Collaborative Building

One of the first steps in your work is to involve a community collaborative, representing the key stakeholders in medication access. While not a complete list, the following leaders, agencies, and businesses are typical suspects in the creation of your community charity pharmacy. You might consider starting a small group of passionate leaders, at first. But over time, expand your community charity pharmacy leadership to have engaged the following for assistance, leadership, administrative help, facility space, donations, and staffing:

Health System/Hospital Leadership– Aside from the patients themselves, hospitals have the most to gain in seeing the launch of a community charity pharmacy. Inpatient care and Emergency Department services to treat otherwise avoidable conditions among the uninsured cost billions of dollars annually for hospitals. This uncompensated care will be greatly impacted by your community charity pharmacy. Work with your hospital leadership to identify resources and funding. They are often the most willing to help. 

Medical Societies– Physicians care about their patients. They get frustrated that patients, particularly the uninsured, may decline in health specifically because the medication needed is unaffordable. Medical Societies offer the administrative organization access to the heart (and wallet) of the physician community. Work early and directly with the medical societies and local physicians. They will champion your work with you. 

Boards of Pharmacy– It would be a mistake to assume that the Board of Pharmacy is simply the rule making and rule enforcing structure in a state’s pharmacy access system. Rather, the board of pharmacy is composed of smart pharmacist leaders, who care about the uninsured and care about the transformation of the community to serve better health outcomes. Engage the Board of Pharmacy about design questions, but also ask for their expertise as you build your work. They will help you do it efficiently, and correctly. 

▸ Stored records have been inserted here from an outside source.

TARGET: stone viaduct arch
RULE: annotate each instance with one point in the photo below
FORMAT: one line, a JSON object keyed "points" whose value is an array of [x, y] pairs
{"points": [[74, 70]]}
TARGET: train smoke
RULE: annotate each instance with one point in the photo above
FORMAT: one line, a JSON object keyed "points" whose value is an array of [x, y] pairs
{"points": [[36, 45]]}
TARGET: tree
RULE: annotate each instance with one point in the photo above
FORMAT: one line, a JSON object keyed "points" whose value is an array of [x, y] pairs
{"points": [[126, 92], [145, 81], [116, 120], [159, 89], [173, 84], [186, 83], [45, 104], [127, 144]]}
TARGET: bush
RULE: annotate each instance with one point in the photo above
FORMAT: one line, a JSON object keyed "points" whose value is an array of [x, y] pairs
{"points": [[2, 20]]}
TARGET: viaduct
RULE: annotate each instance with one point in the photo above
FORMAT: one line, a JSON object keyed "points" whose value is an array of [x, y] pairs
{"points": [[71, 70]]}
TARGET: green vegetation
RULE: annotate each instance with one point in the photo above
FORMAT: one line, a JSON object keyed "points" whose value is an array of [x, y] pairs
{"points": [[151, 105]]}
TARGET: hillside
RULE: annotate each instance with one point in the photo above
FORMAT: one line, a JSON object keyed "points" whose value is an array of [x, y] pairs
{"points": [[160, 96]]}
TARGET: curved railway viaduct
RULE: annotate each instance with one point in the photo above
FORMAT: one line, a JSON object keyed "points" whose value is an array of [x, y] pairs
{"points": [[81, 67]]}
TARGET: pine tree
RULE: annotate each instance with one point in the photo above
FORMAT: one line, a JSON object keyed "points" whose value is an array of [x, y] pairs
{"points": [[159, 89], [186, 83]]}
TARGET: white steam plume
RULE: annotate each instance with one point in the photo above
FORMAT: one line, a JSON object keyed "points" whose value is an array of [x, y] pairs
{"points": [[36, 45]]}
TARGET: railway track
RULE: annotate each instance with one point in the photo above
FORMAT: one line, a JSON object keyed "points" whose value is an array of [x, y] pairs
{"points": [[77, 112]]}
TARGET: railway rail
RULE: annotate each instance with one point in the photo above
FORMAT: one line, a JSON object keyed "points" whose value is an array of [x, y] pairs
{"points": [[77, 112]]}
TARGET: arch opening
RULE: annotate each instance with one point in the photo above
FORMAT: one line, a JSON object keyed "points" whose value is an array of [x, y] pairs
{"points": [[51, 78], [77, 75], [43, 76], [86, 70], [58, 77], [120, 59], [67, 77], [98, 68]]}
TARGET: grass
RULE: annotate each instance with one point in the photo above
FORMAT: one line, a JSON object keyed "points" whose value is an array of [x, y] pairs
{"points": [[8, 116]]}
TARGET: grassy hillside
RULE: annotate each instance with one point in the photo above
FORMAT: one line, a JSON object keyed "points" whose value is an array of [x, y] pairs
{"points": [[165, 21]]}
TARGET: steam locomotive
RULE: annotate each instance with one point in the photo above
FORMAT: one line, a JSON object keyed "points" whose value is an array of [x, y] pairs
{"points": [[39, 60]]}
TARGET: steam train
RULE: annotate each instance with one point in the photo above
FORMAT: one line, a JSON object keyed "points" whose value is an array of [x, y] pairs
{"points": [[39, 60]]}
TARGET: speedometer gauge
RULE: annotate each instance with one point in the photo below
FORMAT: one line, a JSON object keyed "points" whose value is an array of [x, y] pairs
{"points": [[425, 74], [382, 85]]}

Public Health– The local health officer is responsible to improve the health of the community. They and their staff can assist you in finding funding, the best facilities, and other resources to serve your work. 

Free Clinics– Unless your community is rather small, there is probably at least one free clinic in the area. If there are more than one, they often meet to discuss issues such as funding, operational design, patient care, and other topics. Be sure to engage with the free clinic community to complement their strategies for community health, to align operational systems, and to work together to achieve overall health improvement. 

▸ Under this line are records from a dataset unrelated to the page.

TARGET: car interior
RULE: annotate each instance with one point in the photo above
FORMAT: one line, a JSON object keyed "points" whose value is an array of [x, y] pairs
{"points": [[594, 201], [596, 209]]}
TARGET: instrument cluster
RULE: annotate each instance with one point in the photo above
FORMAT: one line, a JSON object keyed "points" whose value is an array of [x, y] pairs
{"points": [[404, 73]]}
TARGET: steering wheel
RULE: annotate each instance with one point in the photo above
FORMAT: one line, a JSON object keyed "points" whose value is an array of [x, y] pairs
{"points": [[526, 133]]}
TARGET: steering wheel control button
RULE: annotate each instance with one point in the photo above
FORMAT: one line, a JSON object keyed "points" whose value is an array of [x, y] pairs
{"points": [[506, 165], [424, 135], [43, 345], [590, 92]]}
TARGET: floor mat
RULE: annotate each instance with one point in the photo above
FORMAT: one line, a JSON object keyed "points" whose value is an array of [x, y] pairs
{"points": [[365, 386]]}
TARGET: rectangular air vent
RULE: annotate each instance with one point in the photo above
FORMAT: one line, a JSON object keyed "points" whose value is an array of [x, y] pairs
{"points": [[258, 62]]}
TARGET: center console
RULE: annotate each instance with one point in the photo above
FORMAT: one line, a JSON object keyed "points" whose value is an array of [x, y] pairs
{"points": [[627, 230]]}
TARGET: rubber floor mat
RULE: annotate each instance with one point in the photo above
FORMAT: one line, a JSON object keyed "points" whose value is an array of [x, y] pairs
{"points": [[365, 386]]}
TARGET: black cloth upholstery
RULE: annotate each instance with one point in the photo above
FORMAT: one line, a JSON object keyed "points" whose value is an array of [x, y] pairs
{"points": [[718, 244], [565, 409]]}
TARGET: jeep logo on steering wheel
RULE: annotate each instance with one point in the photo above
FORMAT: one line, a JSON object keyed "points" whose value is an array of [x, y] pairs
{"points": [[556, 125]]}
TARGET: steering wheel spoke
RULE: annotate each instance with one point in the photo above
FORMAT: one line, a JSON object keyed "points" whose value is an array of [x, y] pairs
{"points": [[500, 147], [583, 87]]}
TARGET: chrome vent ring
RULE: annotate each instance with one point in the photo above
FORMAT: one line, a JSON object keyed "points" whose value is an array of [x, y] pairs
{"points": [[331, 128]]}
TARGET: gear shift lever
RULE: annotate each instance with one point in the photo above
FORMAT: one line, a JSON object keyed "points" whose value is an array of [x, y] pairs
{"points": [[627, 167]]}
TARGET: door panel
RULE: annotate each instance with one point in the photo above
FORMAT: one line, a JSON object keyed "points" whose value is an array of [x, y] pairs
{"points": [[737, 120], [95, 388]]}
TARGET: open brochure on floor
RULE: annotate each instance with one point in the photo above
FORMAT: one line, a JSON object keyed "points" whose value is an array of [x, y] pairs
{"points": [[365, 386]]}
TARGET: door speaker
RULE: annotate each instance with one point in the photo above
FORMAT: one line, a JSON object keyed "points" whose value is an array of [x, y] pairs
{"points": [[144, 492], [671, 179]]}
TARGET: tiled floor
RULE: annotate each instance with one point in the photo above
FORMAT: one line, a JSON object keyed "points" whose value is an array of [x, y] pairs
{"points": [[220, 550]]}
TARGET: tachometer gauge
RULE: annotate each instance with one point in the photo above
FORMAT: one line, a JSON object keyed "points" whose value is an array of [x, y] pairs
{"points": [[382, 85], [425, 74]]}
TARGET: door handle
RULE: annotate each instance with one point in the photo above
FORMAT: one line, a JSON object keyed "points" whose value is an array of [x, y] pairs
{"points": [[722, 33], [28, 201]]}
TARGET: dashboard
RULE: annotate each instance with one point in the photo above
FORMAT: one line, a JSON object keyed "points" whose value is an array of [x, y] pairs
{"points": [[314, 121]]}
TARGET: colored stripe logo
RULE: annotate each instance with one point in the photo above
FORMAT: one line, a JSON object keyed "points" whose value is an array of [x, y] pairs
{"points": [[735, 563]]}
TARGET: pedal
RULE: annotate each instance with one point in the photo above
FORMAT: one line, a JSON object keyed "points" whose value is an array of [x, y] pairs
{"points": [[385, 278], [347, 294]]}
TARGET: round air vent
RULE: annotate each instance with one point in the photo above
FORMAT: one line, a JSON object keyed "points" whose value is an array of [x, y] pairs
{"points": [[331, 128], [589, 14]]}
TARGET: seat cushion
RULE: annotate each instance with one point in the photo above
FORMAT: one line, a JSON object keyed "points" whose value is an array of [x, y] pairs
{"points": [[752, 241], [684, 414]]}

FQHCs– Not unlike the free clinics, federally subsidized clinics (called Federally Qualified Health Centers) exist in almost every community. Be sure to work with them to align operational design and to complement existing services. 

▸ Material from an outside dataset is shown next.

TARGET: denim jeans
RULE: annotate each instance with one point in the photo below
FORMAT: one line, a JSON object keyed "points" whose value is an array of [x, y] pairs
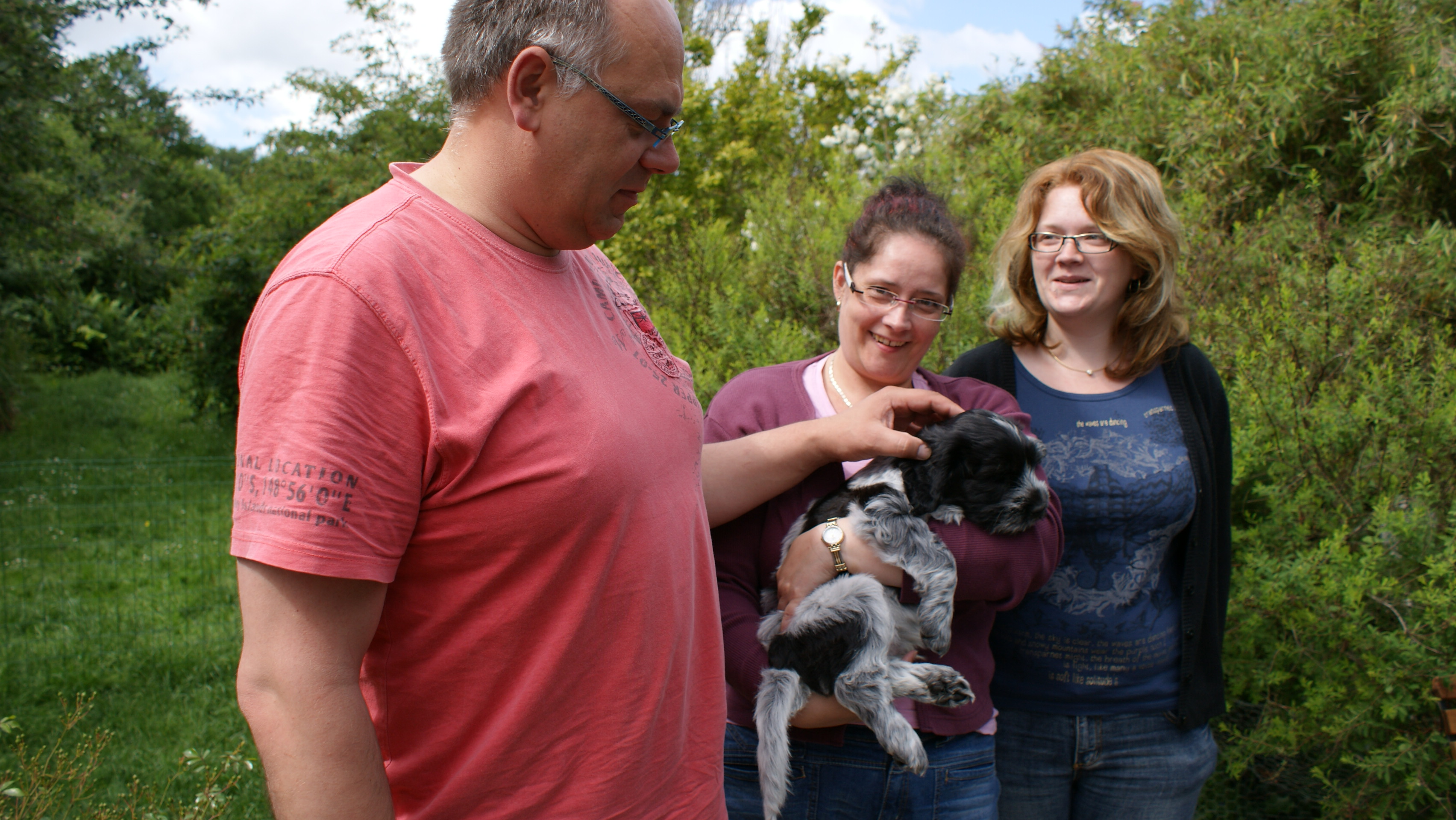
{"points": [[1100, 768], [860, 781]]}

Schools of Pharmacy– A ready source of research support and volunteer students exist at local schools of pharmacy. Be sure to work with the leadership of the schools to maximize your integration with their work. 

Faith Community– Often, churches, temples, mosques, and synagogues have operational features that support the healthcare of the poor, and which provide funding for good ideas. Often, the faith community in an area has a collaborative structure or ecumenical council that meet to consider new ideas and resources. 

Government Leadership– your local mayor’s office can be a great help in starting a community charity pharmacy. The staff at the mayor’s office has the networking connections and relationships to identify answers to key questions. 

There are a number of partners in a given city or community ready to help you achieve your vision of a community charity pharmacy. When it is time to educate these and work to launch an operation, start by building relationship and sharing vision. Often partners will want to know you, as well and know your vision. Some other partnership opportunities not listed above include: parish nursing programs, disease specific coalitions, transplant coalitions, for-profit healthcare providers, health coalitions, engaged community leaders, and the chamber of commerce.